Powell should have either resigned or accepted the Admin decisions when they were made. Instead, he went along and when things went bad, he pointed fingers. Then he put the country through that travesty of the contrived 'Plame' incident, when he knew all along who the leaker was from the beginning. That was just classless and petty. That's my point of view.

8:41 PM  
Blogger madtom said...

"Powell should have either resigned"

Then your list of disappointments must be long indeed.

"'Plame' incident"

You'll have to remind me what Powell had to do with that?
Contrived? the director of the CIA filed a complaint, you really have to drink the good koolaid to get around that little fact. You have to be able to believe that the director did not know who was under cover and who was not..

Which brings me to that guy writing "Baghdad Diaries", please bring in more of the special koolaid. We tell the soldiers to change the locations, names and fictionalize their tales. Then what did you people do, you pointed to the fact that the details did not match on the ground and them said: "he hates America, and is a liar". How do you do it.
Please bring me a few gallons so that I can understand too.

9:04 PM  
Blogger B Will Derd said...

What did Powell have to do with it? The day that the accusation was made of a dirty tricks campaign to exact retribution on the liar Wilson by outing his secret agent wife and was worthy of a prosecuter, Powell was told by Armitage that he, in fact, was the initial source of the story being attributed to others. Years of investigation and allegations that could have been ended before they started by just stepping forward and telling the truth, but Powell chose to let others twist in the wind because he didn't get his way.

How you got off on the other thing I don't know, but if you think it is ok to make up tales of atrocities by US soldiers and present them as true life events and is something you wish to defend, have at it. But that sort of flies in the face of your constant argument that the public face of the war is where it is being lost. Either such things matter or they don't. I personally think that such things have and will get people killed needlessly. The New Republic apparently never did any fact checking and lied about it when asked, according to some facts that just came out. Hollywood is in full gear churning out some of the same stuff and playing martyrs when the fascist right suggest they are anti-American. We all have our own brand of Kool-Aid, yaknow.

9:49 PM  
Blogger madtom said...

"but Powell chose to let others twist in the wind because he didn't get his way."

I must say this is new to me. But you keep calling people liars, yet you don't address the facts about the director?? Was he lying too when he filed that complaint..

And what are they too do, if the director thinks Plame was and agent, just how is he supposed to defend her, tell us where she was working, and what her cover was?

Now look, the public face of the war is being lost in the WH, not with some soldiers stories. Maybe you think it would have been better for him to tell his stories straight?

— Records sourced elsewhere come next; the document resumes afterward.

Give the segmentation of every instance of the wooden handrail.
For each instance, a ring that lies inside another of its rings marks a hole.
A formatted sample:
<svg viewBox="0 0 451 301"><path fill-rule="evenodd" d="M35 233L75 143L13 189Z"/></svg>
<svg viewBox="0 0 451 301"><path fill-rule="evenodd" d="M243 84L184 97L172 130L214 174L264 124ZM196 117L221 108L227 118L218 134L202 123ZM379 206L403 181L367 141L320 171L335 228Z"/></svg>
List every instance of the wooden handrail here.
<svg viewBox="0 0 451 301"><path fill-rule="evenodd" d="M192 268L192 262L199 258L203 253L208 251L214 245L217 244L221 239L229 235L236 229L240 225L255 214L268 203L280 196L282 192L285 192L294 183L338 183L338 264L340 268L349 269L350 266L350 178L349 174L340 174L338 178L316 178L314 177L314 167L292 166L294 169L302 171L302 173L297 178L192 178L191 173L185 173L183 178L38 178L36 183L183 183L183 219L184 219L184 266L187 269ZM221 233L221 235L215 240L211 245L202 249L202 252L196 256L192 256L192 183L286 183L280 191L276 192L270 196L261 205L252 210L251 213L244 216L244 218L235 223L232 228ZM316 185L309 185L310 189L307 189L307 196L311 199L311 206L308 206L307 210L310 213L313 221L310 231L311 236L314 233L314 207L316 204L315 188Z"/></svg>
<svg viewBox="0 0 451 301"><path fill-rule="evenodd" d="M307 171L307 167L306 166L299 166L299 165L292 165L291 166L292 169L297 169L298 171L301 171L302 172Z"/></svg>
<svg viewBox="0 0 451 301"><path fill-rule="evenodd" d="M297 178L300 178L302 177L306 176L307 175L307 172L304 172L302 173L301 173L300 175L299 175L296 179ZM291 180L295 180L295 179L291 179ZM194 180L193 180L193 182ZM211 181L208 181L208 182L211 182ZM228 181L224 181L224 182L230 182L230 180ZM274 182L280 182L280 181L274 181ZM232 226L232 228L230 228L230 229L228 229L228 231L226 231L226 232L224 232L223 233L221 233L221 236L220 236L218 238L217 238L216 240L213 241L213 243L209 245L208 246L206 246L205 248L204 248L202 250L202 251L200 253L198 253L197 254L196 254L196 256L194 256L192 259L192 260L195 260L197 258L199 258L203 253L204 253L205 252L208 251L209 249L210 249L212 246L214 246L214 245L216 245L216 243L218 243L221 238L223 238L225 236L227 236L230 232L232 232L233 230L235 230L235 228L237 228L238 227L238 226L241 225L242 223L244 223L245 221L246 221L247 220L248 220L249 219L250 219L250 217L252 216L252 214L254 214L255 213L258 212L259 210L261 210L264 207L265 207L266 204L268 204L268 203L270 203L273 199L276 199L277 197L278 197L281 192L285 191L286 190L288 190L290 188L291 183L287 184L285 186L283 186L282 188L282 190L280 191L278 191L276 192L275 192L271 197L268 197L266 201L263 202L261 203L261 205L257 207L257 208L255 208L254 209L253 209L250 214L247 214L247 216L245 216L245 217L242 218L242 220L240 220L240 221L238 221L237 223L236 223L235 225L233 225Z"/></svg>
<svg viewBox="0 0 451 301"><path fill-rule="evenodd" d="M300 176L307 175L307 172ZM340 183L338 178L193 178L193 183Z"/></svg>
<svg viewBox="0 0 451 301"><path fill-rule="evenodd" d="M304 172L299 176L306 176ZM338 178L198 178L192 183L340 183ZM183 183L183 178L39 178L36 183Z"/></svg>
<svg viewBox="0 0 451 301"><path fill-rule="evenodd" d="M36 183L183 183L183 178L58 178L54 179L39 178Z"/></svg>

I still have not ever seen anything to discredit anything I ever saw him write. Please if you have something post the link. Just don't try and tell me that the burnt person was in Kuwait. Like there are not burnt people in Kuwait, or there are not warriors in Kuwait. we both know that sorry excuse will not hold water. there are plenty of war hardened warriors passing in an out of Kuwait all the time.

10:08 PM  
Blogger madtom said...

Oh and lets not forget Scooter was found guilty of obstructing justice...I think that puts an end to that argument. What was he covering up?

And as too Armitage, he told the truth, he when to the prosecutor and told exactly that he "might/was" the leak so that would in my mind let Powell off the hook, if there was a hook to be let off of.

But the thing is that there was more than just one leak, there were at least three that we know of, so I would think that after finding one, Armatage, the investigation moved on to find the rest, and that is hen the trail lead right to the VP's door.